Semantics of *mut _


#1

I’ve seen ptr as *mut _ being used, but I can’t find semantics of the underscore in this context explicitly defined anywhere.

I expected it to be mentioned in Casting Between Types section of the book, but there was nothing. Am I looking at the wrong place or is it not yet documented?


#2

_ in type position is just “the type hole”. It means “there’s a type here, but I can’t be bothered to tell you what it is; you figure it out”. It causes the compiler to infer the type in that position.

It’s not explicitly defined there because it’s not specifically part of *mut or casting; it’s just a thing in the type system. In that particular context, it’s casting from *const u8 to *mut _, so the _ is u8.


#3

The underscore is called a “type placeholder”, and it is mentioned very briefly in the book, but I cannot remember where :frowning: Basically, it’s used when you want Rust to figure out the type, but syntax demands it.

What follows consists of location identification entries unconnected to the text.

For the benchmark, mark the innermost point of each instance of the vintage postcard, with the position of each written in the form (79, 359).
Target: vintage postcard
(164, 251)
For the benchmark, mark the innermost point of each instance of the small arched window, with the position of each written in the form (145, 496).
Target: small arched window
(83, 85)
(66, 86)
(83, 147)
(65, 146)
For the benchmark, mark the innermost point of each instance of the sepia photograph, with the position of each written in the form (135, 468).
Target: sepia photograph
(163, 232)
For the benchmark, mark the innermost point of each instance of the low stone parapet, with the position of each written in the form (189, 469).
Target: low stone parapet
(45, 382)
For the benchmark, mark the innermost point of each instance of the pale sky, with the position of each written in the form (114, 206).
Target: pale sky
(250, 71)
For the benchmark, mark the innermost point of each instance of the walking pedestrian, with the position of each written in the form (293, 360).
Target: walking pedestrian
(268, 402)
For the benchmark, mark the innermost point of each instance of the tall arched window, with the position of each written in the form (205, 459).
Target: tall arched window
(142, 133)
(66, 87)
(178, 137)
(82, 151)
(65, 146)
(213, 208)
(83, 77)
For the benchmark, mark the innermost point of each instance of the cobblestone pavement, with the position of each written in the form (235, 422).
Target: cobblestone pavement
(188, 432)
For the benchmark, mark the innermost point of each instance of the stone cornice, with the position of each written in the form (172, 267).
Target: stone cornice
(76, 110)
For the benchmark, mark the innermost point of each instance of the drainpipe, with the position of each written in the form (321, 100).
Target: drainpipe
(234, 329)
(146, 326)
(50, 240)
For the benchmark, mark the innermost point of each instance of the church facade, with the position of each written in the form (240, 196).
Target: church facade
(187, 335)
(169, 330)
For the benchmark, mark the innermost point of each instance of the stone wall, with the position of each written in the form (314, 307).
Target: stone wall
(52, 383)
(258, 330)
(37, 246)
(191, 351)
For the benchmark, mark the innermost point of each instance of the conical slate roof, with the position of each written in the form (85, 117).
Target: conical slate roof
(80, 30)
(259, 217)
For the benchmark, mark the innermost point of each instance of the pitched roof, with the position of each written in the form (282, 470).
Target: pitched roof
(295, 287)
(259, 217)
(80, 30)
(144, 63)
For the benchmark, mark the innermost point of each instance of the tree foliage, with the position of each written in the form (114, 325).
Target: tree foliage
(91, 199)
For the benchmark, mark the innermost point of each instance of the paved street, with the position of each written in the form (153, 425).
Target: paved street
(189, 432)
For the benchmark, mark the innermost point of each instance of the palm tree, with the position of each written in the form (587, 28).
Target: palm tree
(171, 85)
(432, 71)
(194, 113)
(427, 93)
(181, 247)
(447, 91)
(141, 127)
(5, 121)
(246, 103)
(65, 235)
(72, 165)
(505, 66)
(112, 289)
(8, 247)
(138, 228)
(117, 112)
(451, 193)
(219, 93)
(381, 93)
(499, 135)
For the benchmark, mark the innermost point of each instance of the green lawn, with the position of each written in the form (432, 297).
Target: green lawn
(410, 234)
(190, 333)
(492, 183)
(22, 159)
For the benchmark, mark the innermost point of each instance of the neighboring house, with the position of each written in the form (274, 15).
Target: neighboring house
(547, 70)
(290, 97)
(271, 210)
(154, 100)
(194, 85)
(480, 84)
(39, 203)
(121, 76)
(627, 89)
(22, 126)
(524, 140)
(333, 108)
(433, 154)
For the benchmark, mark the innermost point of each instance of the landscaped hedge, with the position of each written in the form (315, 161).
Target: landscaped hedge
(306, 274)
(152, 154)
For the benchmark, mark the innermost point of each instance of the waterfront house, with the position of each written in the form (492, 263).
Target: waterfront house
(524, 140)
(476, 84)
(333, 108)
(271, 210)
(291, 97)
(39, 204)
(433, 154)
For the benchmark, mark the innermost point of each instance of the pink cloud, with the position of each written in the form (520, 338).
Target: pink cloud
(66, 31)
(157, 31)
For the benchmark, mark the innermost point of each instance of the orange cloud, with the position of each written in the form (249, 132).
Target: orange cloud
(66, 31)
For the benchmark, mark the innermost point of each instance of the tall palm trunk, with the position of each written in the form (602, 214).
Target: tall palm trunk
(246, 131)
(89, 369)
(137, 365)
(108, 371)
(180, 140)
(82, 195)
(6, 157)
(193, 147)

So in this example, it could be as *mut u8, but instead, decided to let Rust figure out that u8 is there.

https://doc.rust-lang.org/book/syntax-index.html is usually the first place to go to learn about syntax, but it only covers _ in patterns, apparently!


#4

Thanks! It makes it a bit more clear now. Should I file an issue on GitHub about adding this section to the book?

Also, a question about inference then. For example, if I call a function some_function(foo as *mut _), where foo is *const i8 and function header is fn some_function(arg: *mut u8), should I always expect it to infer _ from the function header (that is, in this case it would be u8 and not i8)?


#5

In that case, it should fail to compile because those two types don’t unify. blah blah blah


#6

Normally I would say “yes”, but the existing book isn’t being worked on, as I’m working on its replacement instead.


#7

@DanielKeep what about this code (it’s nonsensical, but it compiles and runs on nightly):

fn test(arg: *mut u8) {
    unsafe {
        println!("{}", *arg);
    }
}

fn main() {
    let x: i8 = 10;
    let y: *const i8 = &x as *const i8;
    test(y as *mut _);
}

#8

@steveklabnik glad to hear about the new book! At least I brought this thing up, maybe you’ll get a chance to mention it in the new resource :slight_smile:


#9

Well, there you go. I assume it prioritises the result type in an as, which makes sense.